I managed the 1.5 years by quickly detaching emotionally from her and minimizing my damage. But that was the hardest 1.5 years of my life. You do not sound detached and it must hurt, a lot. No matter what you decide you HAVE TO detach, and as others have said stop focusing on her and focus on you. If you want to decide whether you want to hope to wait for her or not I GUARANTEE you if you do not detach you will take enough damage and pain that you WILL leave and probably hate her, and it will not from a carefully chosen decision, rather from pain and self preservation.
Reading what you wrote she is deep in throws of replay and MLC. In fact she MAY even not fully be in the swing of things and MAY get worse. Nothing you say or do will help her or your marriage right now, no matter how hard you wish you could do both. Trust me and others on this, she is in this alone and you are only a passenger tied to the rear bumper being dragged behind. You are not only not driving you are not even in the car, all that will happen if you stay here is, well follow the analogy. If she goes off the cliff you being dragged behind will change nothing, she will still crash with or without you.
Her "disrespect" and all other painful behaviour towards you is because she is probably in so much inner pain and turmoil you DO NOT exist emotionally in her world, you are like furniture. We don't really worry about what we do to our furniture and how the furniture feels. I sat with my wife and her "friend" on a rock where she took food out of a bag for her and him, and put the bag done AS IF I WAS NOT EVEN there. Because in her emotional world when in this state I was not there, I was a rock. If you are interacting with her and expecting human reaction, specially from the woman you were so close to you will continually be "disrespected" and hurt deeply. So stop. Sticking your hand into the fire WILL burn it while the fire is hot. It doesn't alter the fire. So don't.
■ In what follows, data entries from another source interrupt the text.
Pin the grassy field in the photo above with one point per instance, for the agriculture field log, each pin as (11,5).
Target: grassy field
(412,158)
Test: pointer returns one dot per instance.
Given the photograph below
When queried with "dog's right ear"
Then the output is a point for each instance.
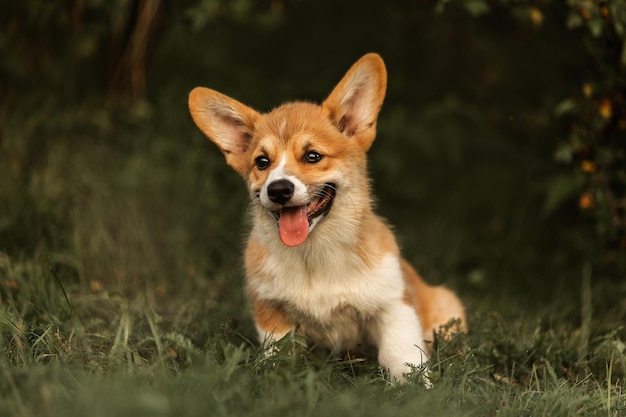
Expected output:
(227, 122)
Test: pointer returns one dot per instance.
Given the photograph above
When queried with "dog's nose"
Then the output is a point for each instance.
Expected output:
(280, 191)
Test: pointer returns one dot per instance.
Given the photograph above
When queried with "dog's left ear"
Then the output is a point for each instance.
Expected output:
(354, 104)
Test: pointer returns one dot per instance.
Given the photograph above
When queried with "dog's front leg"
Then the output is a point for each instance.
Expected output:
(398, 335)
(271, 321)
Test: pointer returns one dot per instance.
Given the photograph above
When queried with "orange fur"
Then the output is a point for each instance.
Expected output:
(318, 259)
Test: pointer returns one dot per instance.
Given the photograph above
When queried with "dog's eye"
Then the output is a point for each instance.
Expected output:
(312, 157)
(262, 162)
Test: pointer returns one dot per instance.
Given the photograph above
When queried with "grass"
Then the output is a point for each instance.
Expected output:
(121, 292)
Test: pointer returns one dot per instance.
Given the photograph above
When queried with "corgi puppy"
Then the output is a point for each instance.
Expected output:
(318, 260)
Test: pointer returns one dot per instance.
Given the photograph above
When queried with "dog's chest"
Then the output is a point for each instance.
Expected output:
(334, 300)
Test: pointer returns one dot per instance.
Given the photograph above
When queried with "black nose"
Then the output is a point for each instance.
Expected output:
(280, 191)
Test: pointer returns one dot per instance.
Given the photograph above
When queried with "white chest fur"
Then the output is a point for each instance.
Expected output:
(331, 295)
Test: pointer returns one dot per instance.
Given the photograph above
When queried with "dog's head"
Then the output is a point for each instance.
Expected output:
(300, 157)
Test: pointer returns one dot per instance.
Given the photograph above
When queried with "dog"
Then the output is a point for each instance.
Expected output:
(318, 260)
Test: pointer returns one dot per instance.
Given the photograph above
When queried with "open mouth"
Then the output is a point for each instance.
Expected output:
(320, 205)
(294, 222)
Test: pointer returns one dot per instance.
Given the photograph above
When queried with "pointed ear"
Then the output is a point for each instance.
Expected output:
(227, 122)
(355, 102)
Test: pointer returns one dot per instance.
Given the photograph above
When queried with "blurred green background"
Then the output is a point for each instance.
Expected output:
(499, 158)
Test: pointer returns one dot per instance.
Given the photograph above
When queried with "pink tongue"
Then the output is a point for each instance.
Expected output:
(293, 225)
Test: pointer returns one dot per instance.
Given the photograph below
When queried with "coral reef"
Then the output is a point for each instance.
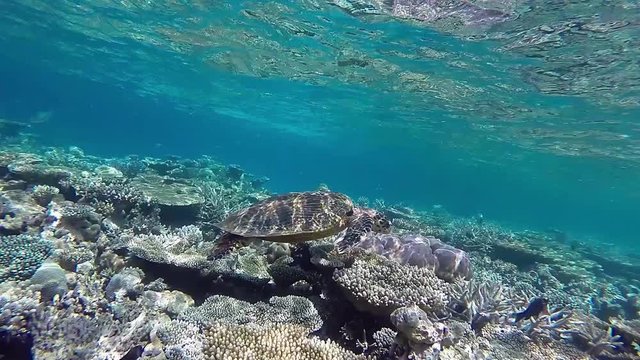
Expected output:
(379, 286)
(111, 259)
(281, 341)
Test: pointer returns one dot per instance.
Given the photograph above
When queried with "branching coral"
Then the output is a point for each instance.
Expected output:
(379, 286)
(591, 338)
(279, 341)
(224, 309)
(474, 300)
(21, 255)
(183, 247)
(220, 201)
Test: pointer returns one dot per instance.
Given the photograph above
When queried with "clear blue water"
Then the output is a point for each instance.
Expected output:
(531, 125)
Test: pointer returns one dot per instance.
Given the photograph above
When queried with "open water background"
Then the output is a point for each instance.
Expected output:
(530, 125)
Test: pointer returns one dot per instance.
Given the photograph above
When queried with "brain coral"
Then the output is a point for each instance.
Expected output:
(379, 286)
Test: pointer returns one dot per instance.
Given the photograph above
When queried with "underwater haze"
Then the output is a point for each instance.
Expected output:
(527, 112)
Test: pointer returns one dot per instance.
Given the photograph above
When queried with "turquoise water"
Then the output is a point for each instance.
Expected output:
(532, 122)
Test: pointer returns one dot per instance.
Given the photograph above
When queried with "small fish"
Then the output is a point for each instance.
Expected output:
(536, 307)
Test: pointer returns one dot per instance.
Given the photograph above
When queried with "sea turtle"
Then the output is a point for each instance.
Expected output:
(302, 216)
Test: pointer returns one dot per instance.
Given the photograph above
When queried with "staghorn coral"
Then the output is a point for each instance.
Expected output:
(279, 341)
(44, 194)
(474, 299)
(224, 309)
(507, 342)
(80, 220)
(21, 255)
(19, 213)
(182, 340)
(182, 247)
(220, 201)
(379, 286)
(246, 263)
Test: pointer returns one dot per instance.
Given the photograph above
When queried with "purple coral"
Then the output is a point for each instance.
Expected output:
(447, 261)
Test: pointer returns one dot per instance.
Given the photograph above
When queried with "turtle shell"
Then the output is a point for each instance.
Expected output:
(292, 217)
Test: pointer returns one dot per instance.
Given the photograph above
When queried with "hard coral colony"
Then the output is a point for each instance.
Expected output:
(120, 259)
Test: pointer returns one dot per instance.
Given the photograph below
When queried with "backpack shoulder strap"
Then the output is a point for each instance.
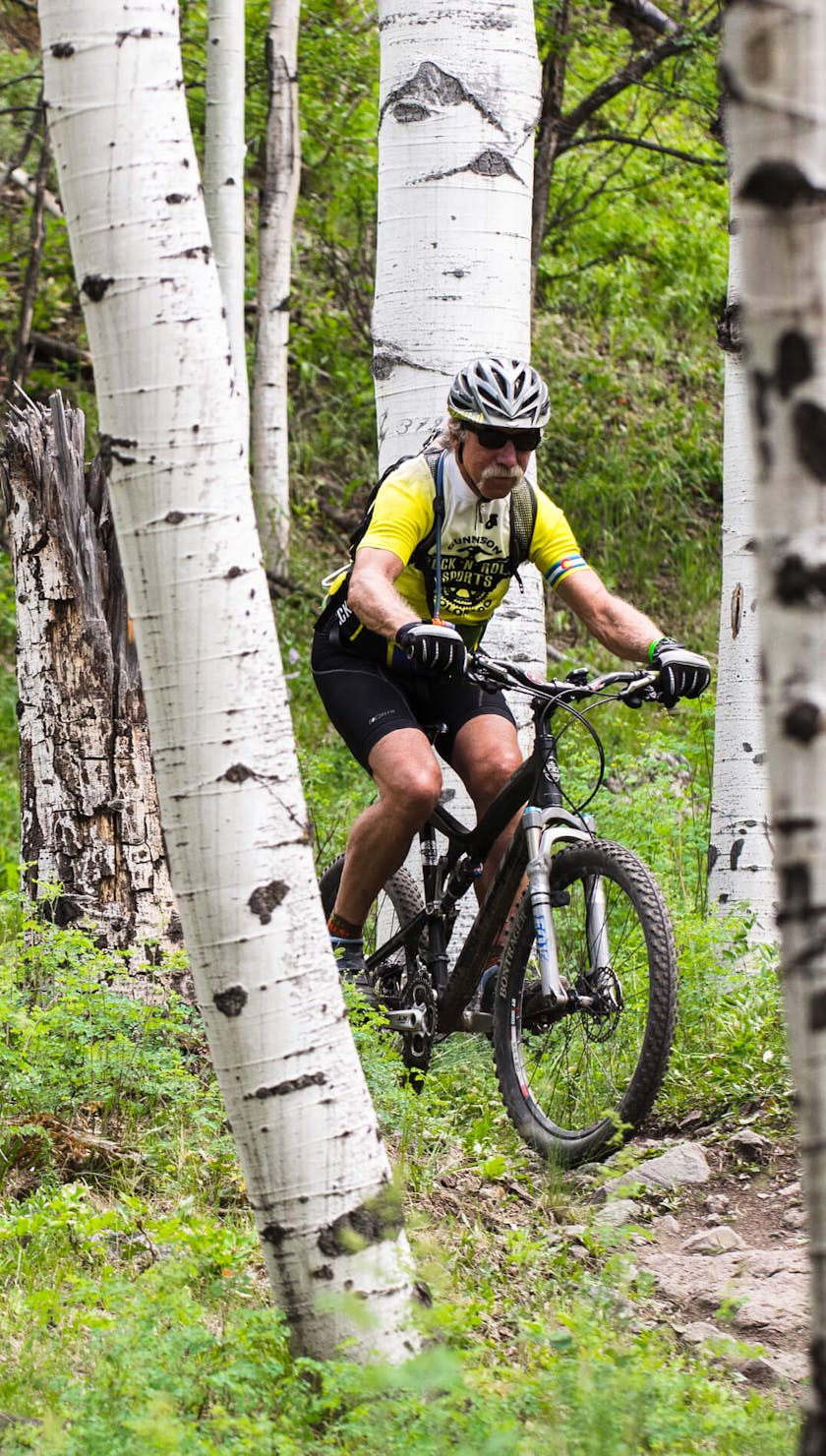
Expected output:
(522, 521)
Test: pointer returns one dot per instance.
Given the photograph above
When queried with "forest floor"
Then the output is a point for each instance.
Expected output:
(705, 1225)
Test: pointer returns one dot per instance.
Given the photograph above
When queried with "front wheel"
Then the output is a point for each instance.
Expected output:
(580, 1082)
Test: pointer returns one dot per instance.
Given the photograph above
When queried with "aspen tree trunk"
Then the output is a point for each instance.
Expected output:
(460, 97)
(276, 210)
(234, 819)
(775, 57)
(88, 812)
(224, 152)
(740, 861)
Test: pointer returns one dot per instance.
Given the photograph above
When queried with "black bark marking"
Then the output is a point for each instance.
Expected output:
(797, 582)
(231, 1001)
(492, 164)
(94, 285)
(383, 366)
(796, 892)
(729, 330)
(133, 35)
(377, 1219)
(237, 773)
(795, 361)
(808, 425)
(273, 1234)
(307, 1079)
(489, 163)
(801, 721)
(817, 1010)
(266, 897)
(428, 91)
(780, 185)
(762, 385)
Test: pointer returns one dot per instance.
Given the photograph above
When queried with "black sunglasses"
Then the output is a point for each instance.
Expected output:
(498, 439)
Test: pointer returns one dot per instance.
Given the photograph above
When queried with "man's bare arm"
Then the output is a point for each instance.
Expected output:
(620, 627)
(373, 596)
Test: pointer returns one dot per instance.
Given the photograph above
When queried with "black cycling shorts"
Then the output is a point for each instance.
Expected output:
(367, 700)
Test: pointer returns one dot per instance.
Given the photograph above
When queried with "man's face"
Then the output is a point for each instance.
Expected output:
(497, 469)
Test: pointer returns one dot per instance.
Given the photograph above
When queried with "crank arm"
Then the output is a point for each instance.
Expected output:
(410, 1018)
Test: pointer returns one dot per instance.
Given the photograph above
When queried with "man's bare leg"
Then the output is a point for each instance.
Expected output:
(409, 782)
(486, 753)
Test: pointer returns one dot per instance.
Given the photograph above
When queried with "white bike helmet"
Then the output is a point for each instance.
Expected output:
(502, 394)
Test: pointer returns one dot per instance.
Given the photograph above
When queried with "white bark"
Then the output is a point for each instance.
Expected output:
(458, 102)
(225, 766)
(276, 210)
(224, 152)
(775, 54)
(740, 861)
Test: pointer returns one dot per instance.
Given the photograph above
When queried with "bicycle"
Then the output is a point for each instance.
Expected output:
(583, 1006)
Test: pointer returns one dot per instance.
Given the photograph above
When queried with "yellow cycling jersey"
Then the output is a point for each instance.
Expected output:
(476, 543)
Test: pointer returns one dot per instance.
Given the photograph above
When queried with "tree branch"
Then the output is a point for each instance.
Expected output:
(631, 73)
(619, 139)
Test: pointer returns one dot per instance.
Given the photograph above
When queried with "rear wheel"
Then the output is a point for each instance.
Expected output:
(398, 980)
(580, 1082)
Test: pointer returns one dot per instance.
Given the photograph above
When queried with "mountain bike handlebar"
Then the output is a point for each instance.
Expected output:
(634, 685)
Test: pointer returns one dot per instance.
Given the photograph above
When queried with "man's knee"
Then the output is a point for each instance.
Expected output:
(407, 776)
(489, 753)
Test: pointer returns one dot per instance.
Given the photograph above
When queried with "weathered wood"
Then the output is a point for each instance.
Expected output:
(88, 810)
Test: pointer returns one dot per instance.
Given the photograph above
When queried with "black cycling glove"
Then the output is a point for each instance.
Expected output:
(437, 648)
(682, 673)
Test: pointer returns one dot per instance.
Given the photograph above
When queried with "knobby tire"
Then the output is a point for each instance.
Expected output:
(580, 1085)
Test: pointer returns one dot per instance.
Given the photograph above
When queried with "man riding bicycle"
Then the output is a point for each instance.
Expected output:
(446, 531)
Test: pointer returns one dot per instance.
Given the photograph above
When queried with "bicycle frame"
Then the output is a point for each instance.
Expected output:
(546, 825)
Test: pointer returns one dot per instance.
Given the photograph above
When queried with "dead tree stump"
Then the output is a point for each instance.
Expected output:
(88, 809)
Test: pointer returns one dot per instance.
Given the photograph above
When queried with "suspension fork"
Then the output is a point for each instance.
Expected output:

When you detach emotionally, internalize the truth of what is going on with her, heal and take care of yourself then you can get to a point where you can decide to "stay" or "go." Right now all that will happen is you will leave or she will destroy any love you have for her at some point. By detaching you may save that love and may be able to reengage one day, but not today. Others have said it, accept this is months and years, not weeks.